As someone who has recently started learning about how we study the brain, the two most common forms of data I've encountered are neuroimaging data (fMRI scans, etc.) of the brain's distribution of activity in response to various external conditions, and a lesser extent gene expression, the degree to which genes are expressed in certain areas of the brain such as those responsible for serotonin transport. While I have encountered very detailed gene expression datasets such as the Allen Institute's heatmaps of the human brain, the vast majority of experimental research I've looked at seems to rely on neuroimaging data rather than RNA-Seq for obtaining its data.
Websites such as PsychENCODE, for instance, display data that seems to indicate genomic analysis can be used to trace the expression of genotypes in the brain to observed phenotypes associated with disorders such as ASD, for instance, yet for the vast majority of disorders like OCD or Tourette's Syndrome I'm primarily directed to research involving the use of neuroimaging data.
Suppose we identify genes strongly correlated with a particular disorder via a genome-wide association study that doesn't take into consideration the regions where said genes are expressed. What are the differences in the types of information obtained searching for where those genes are most strongly expressed in the brain vs. analyzing where the most significant degree of live activity occurs when searching for neurological bases of that disorder in the brain?
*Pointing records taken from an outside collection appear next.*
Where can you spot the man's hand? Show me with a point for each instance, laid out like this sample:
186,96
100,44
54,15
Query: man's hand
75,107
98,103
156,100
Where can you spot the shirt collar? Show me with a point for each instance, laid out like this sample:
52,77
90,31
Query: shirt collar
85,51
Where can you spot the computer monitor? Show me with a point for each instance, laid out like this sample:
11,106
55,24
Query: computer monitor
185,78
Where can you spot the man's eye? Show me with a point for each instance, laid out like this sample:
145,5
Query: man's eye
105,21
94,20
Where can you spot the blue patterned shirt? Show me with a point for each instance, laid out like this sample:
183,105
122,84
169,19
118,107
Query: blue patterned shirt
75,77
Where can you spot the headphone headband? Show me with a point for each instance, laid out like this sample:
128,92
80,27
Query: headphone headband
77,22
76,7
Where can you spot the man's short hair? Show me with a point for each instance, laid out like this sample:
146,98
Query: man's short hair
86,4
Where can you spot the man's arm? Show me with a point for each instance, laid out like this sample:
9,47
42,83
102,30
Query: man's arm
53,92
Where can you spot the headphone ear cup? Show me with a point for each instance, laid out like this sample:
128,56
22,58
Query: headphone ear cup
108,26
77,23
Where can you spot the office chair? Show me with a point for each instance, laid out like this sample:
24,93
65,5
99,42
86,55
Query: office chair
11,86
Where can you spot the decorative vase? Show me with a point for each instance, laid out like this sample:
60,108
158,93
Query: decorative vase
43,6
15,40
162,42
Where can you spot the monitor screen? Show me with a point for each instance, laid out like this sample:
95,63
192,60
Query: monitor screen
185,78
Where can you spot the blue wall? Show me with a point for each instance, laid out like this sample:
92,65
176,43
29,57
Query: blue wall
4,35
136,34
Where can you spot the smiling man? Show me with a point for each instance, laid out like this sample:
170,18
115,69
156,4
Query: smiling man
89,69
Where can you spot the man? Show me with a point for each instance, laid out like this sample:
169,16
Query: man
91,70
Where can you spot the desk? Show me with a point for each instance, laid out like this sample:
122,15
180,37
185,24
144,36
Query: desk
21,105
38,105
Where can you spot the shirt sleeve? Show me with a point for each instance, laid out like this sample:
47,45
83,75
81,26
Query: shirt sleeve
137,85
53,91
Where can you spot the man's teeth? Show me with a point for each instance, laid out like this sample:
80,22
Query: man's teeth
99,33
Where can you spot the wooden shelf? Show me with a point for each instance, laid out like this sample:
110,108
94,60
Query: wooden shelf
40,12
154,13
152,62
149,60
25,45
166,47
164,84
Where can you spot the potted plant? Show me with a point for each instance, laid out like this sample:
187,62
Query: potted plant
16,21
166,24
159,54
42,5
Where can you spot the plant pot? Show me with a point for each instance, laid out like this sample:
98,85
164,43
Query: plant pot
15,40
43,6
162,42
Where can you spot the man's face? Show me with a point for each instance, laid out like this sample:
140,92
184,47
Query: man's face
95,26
One distinction I had considered was the potential for predictive models created from mapping gene expression in the brain: for example, if a gene marker was found that correlated with hyperactive processing in regions it was expressed in, could mapping the areas in a sensory cortex where such processing occurs help create a predictive model for what behaviors sensory processing disorders may cause in an individual? And would a similar method be possible using neuroimaging data?